Zeitung Heute : Jetzt wollen alle eine Börsensteuer

Regierung und Opposition einigen sich auf Abgabe für Finanzgeschäfte / Merkel fordert mehr Europa.

Berlin - Bundeskanzlerin Angela Merkel (CDU) kann darauf hoffen, dass der Bundestag dem europäischen Fiskalpakt doch noch vor der Sommerpause zustimmt. Experten von Koalition und Opposition räumten am Donnerstag mit einem Kompromiss zur Besteuerung der Finanzmärkte ein zentrales Hindernis beiseite. Auch die FDP ist jetzt dafür, dass eine Steuer auf Finanzgeschäfte selbst dann eingeführt werden soll, wenn nicht alle EU- oder Euro-Staaten sich beteiligen. Merkel will sich in der EU für eine engere politische Union starkmachen.

Die Verständigung soll nächste Woche von Spitzenrunden der Parteien abschließend gebilligt werden, die sich dann auch mit den von SPD und Grünen verlangten Wachstumsimpulsen beschäftigen. Der Fiskalpakt benötigt in Bundestag und Bundesrat eine Zweidrittelmehrheit, die Regierung ist deshalb auf die Opposition angewiesen.

In dem knapp eine Seite langen Einigungspapier versichert die Regierung, dass sie sich weiter für den Vorschlag der EU-Kommission für eine Finanztransaktionssteuer einsetzt. Sollte sich dieser angesichts der Widerstände einzelner Länder nicht durchsetzen lassen, wird eine kleine Lösung im Kreis von mindestens neun EU-Staaten angestrebt. Ziel sei eine Besteuerung möglichst aller Finanzinstrumente mit einem niedrigen Satz von 0,01 bis 0,1 Prozent pro Transaktion. Die Steuer soll so gestaltet werden, dass „Ausweichreaktionen“ auf andere Handelsplätze vermieden werden. Auf Wunsch der FDP wurde die Forderung aufgenommen, dass negative Folgen für Altersversorgungen, Kleinanleger und Realwirtschaft zu vermeiden sind.

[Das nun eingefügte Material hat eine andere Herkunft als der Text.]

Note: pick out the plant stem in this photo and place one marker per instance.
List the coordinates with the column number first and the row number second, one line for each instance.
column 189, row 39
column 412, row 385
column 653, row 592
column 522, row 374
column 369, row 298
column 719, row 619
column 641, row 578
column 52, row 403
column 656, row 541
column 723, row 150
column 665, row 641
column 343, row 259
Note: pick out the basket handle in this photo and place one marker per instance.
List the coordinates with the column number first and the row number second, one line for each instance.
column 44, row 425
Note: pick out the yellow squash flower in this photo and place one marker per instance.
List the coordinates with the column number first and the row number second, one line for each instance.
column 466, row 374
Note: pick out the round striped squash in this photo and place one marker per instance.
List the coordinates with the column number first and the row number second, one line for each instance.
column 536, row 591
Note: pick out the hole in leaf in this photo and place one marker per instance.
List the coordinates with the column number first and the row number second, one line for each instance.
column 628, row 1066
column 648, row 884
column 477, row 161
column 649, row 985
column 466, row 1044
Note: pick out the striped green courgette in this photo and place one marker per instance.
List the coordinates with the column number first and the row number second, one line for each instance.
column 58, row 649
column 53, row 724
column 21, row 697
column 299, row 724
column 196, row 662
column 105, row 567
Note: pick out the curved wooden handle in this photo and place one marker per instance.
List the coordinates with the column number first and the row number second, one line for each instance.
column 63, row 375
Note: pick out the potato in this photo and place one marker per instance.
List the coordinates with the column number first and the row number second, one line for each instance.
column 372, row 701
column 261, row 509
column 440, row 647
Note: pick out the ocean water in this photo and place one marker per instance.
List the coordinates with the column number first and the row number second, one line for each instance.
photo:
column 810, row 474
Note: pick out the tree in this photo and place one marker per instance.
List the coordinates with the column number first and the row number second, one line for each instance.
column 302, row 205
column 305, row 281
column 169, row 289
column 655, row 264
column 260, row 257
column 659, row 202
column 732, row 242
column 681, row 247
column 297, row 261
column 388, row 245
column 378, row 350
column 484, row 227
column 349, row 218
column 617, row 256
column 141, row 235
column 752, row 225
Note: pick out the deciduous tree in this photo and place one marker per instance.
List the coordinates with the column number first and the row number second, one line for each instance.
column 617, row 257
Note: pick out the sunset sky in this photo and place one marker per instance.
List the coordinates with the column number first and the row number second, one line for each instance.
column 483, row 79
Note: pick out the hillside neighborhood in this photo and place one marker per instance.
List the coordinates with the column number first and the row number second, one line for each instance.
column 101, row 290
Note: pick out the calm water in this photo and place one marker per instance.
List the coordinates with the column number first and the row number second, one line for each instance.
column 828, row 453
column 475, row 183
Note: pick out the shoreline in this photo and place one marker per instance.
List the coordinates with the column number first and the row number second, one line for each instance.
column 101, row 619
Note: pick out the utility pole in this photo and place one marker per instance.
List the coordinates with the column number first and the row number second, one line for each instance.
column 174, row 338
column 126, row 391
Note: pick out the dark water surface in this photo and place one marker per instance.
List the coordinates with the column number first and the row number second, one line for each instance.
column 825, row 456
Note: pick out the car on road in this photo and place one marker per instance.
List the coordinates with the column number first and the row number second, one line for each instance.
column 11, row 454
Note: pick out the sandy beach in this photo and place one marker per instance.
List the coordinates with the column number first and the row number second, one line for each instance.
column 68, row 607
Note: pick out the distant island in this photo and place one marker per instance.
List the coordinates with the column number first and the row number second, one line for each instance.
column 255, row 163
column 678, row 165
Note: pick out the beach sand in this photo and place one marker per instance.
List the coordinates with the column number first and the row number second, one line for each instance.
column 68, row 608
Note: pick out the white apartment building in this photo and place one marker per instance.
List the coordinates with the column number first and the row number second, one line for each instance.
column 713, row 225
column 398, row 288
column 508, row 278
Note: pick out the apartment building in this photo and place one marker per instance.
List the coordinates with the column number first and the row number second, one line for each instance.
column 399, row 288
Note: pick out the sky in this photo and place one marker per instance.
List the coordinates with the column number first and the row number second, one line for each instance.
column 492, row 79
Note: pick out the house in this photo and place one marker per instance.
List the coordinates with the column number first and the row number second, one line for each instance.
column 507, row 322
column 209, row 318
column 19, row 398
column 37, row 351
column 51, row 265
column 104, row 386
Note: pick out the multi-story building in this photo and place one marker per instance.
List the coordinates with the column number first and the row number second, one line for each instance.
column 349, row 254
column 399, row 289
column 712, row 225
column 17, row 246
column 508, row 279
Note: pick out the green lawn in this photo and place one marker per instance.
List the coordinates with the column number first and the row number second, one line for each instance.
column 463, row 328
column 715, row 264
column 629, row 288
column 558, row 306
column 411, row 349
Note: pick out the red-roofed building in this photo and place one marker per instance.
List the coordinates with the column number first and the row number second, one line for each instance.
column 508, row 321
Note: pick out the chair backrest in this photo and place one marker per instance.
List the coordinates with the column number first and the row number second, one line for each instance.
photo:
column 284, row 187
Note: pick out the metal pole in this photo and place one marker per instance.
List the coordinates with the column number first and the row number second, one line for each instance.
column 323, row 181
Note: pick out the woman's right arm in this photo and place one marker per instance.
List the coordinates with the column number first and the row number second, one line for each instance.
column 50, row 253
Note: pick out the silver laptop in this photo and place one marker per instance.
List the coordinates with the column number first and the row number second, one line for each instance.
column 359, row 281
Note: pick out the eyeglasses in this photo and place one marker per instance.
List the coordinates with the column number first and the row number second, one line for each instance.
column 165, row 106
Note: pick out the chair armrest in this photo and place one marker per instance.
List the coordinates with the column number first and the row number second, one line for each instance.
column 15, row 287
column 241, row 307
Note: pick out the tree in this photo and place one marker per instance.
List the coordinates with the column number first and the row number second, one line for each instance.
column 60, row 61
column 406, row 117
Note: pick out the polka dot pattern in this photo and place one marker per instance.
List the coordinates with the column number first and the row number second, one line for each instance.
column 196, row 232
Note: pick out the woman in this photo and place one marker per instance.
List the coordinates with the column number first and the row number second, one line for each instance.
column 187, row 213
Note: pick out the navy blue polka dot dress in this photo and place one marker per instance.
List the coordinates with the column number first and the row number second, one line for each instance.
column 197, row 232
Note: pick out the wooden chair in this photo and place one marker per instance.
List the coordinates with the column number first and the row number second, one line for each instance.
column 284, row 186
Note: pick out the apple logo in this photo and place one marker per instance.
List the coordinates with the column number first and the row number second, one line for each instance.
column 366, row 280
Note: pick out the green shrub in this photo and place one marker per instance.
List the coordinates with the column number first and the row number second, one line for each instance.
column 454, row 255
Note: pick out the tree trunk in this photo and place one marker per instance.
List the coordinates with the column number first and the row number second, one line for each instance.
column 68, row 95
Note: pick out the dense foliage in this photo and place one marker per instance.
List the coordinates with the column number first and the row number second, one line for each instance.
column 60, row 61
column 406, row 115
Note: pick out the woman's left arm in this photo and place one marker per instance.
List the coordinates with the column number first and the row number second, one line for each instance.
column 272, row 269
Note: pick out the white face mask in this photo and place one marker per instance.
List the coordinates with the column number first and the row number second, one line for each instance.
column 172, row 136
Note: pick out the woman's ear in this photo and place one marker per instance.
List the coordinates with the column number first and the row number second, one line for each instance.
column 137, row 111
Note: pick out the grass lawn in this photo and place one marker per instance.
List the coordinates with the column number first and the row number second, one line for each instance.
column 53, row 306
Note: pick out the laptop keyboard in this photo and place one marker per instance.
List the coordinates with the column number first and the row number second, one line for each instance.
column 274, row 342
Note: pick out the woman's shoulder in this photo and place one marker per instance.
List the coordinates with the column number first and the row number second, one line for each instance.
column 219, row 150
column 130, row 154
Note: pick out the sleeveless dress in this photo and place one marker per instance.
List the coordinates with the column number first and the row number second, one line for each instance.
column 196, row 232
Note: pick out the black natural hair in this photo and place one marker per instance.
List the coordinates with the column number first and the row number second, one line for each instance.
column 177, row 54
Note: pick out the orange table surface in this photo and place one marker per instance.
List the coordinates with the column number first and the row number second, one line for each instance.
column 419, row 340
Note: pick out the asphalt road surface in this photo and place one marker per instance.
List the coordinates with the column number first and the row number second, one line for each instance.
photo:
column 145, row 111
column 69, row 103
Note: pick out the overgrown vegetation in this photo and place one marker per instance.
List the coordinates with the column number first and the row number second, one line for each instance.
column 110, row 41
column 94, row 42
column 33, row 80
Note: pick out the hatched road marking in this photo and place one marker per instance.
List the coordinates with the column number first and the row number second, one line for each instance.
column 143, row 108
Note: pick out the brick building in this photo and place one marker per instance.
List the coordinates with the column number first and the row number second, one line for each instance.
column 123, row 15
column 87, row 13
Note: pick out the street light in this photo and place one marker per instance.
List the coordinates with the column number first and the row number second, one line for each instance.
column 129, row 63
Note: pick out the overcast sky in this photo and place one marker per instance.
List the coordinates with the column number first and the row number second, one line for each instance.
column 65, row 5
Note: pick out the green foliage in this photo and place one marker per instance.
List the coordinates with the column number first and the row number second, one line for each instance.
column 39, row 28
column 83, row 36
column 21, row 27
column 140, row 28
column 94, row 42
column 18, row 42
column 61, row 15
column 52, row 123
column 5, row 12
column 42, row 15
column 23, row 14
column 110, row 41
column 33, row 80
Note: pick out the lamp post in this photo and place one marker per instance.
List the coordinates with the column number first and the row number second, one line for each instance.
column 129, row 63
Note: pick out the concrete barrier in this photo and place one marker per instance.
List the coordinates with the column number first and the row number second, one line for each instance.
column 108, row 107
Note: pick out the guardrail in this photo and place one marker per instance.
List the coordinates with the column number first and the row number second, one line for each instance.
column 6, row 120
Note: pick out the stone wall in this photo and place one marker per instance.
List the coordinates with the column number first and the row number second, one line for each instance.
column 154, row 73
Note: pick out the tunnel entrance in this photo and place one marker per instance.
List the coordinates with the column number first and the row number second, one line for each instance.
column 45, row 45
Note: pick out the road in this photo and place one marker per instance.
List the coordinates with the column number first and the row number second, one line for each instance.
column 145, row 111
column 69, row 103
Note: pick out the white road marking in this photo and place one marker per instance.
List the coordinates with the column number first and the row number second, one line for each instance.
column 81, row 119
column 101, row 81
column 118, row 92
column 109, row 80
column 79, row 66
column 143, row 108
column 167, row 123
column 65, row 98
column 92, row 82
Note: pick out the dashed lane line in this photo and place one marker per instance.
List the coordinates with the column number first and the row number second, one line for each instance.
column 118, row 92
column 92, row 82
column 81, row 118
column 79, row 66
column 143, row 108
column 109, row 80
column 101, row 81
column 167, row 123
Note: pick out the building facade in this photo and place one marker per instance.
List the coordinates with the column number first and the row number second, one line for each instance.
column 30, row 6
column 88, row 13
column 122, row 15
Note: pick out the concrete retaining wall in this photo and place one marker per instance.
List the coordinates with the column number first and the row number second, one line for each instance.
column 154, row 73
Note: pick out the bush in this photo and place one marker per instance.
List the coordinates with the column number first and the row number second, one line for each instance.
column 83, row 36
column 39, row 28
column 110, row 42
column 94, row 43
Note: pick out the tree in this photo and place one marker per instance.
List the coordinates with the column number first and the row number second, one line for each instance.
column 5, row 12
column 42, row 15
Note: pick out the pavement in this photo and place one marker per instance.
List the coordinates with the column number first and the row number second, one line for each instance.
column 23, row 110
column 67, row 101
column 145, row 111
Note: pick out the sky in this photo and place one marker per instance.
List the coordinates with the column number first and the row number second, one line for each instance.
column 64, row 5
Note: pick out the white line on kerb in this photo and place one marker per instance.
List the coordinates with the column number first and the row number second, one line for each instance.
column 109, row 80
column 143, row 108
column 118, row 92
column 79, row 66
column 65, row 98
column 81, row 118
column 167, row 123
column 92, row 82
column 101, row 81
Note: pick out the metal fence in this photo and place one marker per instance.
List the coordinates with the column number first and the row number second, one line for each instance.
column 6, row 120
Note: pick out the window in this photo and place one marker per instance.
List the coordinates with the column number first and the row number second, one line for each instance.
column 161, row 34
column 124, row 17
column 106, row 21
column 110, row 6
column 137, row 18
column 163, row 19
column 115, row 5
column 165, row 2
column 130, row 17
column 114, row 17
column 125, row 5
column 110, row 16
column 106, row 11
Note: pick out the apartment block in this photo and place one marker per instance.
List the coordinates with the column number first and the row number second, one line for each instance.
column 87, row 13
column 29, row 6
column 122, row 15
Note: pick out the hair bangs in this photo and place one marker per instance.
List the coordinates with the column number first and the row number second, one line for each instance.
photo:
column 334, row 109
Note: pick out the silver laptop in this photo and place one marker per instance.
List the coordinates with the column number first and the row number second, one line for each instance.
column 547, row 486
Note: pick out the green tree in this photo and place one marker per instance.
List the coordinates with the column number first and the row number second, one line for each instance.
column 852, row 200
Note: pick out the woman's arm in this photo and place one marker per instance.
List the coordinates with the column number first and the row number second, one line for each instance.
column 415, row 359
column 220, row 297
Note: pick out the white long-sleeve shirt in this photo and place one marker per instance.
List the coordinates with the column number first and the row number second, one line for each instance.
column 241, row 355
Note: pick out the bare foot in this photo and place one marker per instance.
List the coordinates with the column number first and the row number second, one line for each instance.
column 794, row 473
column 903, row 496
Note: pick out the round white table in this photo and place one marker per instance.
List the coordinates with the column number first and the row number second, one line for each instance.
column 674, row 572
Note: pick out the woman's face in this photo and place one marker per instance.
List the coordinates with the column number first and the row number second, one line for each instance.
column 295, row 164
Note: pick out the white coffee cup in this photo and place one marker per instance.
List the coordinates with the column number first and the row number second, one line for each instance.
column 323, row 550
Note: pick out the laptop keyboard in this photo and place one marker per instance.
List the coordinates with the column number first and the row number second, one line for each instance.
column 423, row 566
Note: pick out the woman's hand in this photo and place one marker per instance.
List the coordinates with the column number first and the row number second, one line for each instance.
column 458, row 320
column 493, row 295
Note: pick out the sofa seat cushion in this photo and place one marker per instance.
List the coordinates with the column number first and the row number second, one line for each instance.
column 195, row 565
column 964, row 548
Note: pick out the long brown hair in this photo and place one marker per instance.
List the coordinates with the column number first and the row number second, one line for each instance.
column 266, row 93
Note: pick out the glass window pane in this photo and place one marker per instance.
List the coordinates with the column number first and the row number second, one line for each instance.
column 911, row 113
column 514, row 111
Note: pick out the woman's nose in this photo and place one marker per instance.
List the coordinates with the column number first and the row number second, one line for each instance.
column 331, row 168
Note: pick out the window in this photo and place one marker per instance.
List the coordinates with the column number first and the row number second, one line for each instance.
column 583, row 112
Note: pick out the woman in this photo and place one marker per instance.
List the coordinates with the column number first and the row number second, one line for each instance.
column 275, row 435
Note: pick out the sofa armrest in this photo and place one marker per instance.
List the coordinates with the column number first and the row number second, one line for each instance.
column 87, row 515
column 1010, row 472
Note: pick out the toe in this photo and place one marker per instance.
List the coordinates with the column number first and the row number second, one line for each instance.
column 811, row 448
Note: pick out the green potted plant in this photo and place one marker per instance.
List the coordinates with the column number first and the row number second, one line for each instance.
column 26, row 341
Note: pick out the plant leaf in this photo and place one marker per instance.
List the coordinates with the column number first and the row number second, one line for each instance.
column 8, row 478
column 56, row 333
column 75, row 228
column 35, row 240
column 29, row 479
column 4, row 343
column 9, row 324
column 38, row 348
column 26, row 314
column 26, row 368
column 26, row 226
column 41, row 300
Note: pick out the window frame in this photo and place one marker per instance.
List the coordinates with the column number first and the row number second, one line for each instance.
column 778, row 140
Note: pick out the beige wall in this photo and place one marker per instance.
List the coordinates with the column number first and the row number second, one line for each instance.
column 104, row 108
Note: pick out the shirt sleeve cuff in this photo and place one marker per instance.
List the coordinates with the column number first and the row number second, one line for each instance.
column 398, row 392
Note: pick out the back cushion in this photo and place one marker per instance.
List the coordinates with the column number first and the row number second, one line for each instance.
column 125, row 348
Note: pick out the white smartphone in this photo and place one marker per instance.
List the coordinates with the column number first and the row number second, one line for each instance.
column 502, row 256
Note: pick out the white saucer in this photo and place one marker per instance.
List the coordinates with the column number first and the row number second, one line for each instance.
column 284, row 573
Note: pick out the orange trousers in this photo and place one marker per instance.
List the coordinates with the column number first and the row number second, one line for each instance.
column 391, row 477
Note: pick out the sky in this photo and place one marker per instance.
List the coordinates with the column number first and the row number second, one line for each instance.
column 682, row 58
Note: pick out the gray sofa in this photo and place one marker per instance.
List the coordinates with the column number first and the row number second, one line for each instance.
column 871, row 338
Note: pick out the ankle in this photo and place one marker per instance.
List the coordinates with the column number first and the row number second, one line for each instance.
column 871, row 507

Sofort nach der Einigung begann zwischen den Parteien ein Kampf um die politische Deutung. SPD-Chef Sigmar Gabriel sagte, es zeichne sich eine „180-Grad- Wende“ der schwarz-gelben Regierung ab. Union und FDP hätten ihre „Blockade“ aufgegeben. Die SPD wolle nun aber auch sehen, dass Merkel das Ergebnis „querschreibt“. Der FDP-Finanzexperte Volker Wissing widersprach dem Eindruck, dass seine Partei eingeknickt sei. „Wir haben keinen Blankoscheck für eine Finanztransaktionssteuer ausgestellt“, sagte Wissing dem Tagesspiegel. „Die FDP wird einer Finanzmarktsteuer nur dann zustimmen, wenn unsere Bedingungen erfüllt sind.“

Auch Union und Grüne werteten die Einigung als Fortschritt. Kanzlerin Merkel sprach von konstruktiven Gesprächen. Grünen-Fraktionschefin Renate Künast zeigte sich allerdings weiter skeptisch, dass das Treffen der Parteispitzen am Mittwoch bereits zu einem Abschluss kommt. Weiter umstritten ist etwa die Einführung eines Schuldentilgungsfonds für Europa. Die Bundesregierung wertet dies in einem Rechtsgutachten als nicht möglich, weil es gegen EU- und Verfassungsrecht verstoße.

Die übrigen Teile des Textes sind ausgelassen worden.